So I know a tiny little bit about computers, enough to get by doing my own tech support, but when it comes to networks I'm completely hopeless.
I rent a room in a house, so I live with my landlord, his wife, and one other roommate. The landlord and his wife got angry at our old ISP one day and immediately had our service cut and replaced with WOW. They changed out the modem to a different wireless one.
Ever since then I've been fully losing internet connection sporadically. Occasionally I'll lose connection to the modem itself. It doesn't seem to stick to a certain schedule at all. I have my own router hardwired into their modem, and I can use that comfortably for a while, but it's slower and I still occasionally lose internet access (though not as often).
Now, I accessed the modem and saw that the DHCP server had a "Lease Time" value set to roughly 60 minutes. I imagine that's what was causing the full modem disconnection. I increased the time to 24 hours and haven't seen that problem yet tonight.
However, I still get sporadic internet loss.

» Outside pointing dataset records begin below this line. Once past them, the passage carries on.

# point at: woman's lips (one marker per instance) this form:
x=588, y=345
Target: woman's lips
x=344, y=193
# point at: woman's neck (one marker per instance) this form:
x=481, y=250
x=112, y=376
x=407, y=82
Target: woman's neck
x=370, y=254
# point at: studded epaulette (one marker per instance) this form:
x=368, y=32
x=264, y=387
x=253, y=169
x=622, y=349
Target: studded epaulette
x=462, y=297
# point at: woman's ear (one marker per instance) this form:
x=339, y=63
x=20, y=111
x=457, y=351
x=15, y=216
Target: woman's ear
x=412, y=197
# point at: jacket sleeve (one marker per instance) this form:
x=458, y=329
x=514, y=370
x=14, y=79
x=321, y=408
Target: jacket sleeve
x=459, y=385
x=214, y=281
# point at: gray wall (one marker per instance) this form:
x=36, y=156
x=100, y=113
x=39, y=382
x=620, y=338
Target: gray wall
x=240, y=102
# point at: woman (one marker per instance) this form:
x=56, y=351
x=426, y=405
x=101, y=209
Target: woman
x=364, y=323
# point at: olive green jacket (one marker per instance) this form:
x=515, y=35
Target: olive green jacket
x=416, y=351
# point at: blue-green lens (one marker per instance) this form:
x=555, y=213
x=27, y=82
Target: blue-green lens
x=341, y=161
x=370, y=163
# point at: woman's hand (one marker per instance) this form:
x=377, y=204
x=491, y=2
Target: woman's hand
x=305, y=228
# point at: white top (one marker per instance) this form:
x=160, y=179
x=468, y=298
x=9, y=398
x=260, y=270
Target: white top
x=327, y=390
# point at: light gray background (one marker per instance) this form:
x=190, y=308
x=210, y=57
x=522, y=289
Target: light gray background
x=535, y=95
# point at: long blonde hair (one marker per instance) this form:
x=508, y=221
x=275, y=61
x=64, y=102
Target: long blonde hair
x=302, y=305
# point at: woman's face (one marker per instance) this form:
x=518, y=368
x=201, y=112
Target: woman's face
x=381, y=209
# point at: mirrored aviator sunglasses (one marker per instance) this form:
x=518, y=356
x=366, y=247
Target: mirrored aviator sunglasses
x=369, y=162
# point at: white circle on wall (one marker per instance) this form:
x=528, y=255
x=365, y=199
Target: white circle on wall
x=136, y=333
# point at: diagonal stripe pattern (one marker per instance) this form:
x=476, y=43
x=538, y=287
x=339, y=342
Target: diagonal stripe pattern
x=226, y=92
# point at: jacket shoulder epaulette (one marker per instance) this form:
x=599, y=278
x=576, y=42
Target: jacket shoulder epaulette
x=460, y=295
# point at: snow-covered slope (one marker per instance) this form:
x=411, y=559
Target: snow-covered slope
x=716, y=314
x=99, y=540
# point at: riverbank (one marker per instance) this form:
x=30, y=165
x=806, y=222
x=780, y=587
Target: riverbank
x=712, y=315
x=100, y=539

Taking a gander at my event viewer, I see several instances of
Event 8003 - Master browser has received a server announcement from the computer [MY ROOMMATE'S COMPUTER] that believes that it is the master browser. [BULLSHIT NUMBERS] The master browser is stopping or an election is being forced.
I imagine that that might cause problems, and I'll go and disable the Computer Browser service for him in a bit, but I was hoping someone here might be able to help because I'm not convinced that that is the real issue, given that I still lose internet while connected to my own router.
At the very least, can someone point me to the right direction for easy network diagnostics for a small home network?
>>174701
>>174705
It's eight lines m8
Don't make us look bad
>>174701
Get a real computer guy to look at it.
Master Browsers are used by SMB, which is the filesharing protocol that Windows uses. It doesn't matter who is the master browser, so long as there is one. SMB has nothing to do with your internet connection.
Your DHCP lease time could be 60 seconds, and your connection would still be fine, so long as you had a stable connection to the DHCP server.
You're not being methodical, and you're not understanding the symptoms, you're just cargo-culting off scary messages you're finding in event logs. Stop it before you make things worse.
>>174701
If you've got a bad wireless connection (and it sounds like you have), your options are to:
- run your old router as an AP: disable its DHCP server, plug one of its client ports into one of the new router's client ports, make sure they're using different wifi channels. If you give them the same name, Windows will roam between them without dropping your connections.
- Buy an actually decent AP, like a Ubiquiti
- build a directional antenna (pic related)
>master browser is stopping or an election is being forced
>I imagine that that might cause problems
its not. has nothing to do with your internet connection problems
>>174721
>>174714
I have symptoms, I have event logs. Something registers as a hard error, I'll look to fix it and see if it solves the problem.
See:
>So I know a tiny little bit about computers, enough to get by doing my own tech support, but when it comes to networks I'm completely hopeless.
I have little to no idea as to what exactly it is I'm doing here, which is why I'm coming here for help. After everything I've done I haven't lost connection to the router and the wifi signal is still strong, so I've managed to fix something.
>>174717
The old router is the most stable option by far. Only problem is that it's substantially slower. I'll need to configure the DHCP and channels, and hopefully that will clear up. Will I need to change the security key to be the same to get windows to roam?
I've also gotten some DNS errors with Google's connection diagnostic tool, as well as in the event log. I've set the DNS to manually use google, but it's still timing out. Any suggestions for DNS problems beyond /flushdns?
>>175143
>I'll need to configure the DHCP and channels, and hopefully that will clear up.
Don't forget, you're bridging not routing, so connect a client port to a client port.
>Will I need to change the security key to be the same to get windows to roam?
Yes and no. If they're the same SSID, they need to be the same key and the same encryption type.
If they're not the same SSID, they don't need the same password or encryption, and Windows can roam anyway, but it will disconnect your existing connections when it does, because it doesn't know they're the same network.
>>175143
>After everything I've done I haven't lost connection to the router and the wifi signal is still strong, so I've managed to fix something.
Dude, that's the same logic as:
- those guys wave sticks about and sit in little huts talking to people that aren't there
- then the planes come with cargo
- so waving sticks about makes planes come
You need to get away from look-for-scary-message, google-scary-message, do-first-thing-that-google-says, repeat-until-fixed-or-ruined.
A good start would be trying to understand what each scary message means. Then you wouldn't waste your time fiddling with something on the application layer in an attempt to fix the physical layer.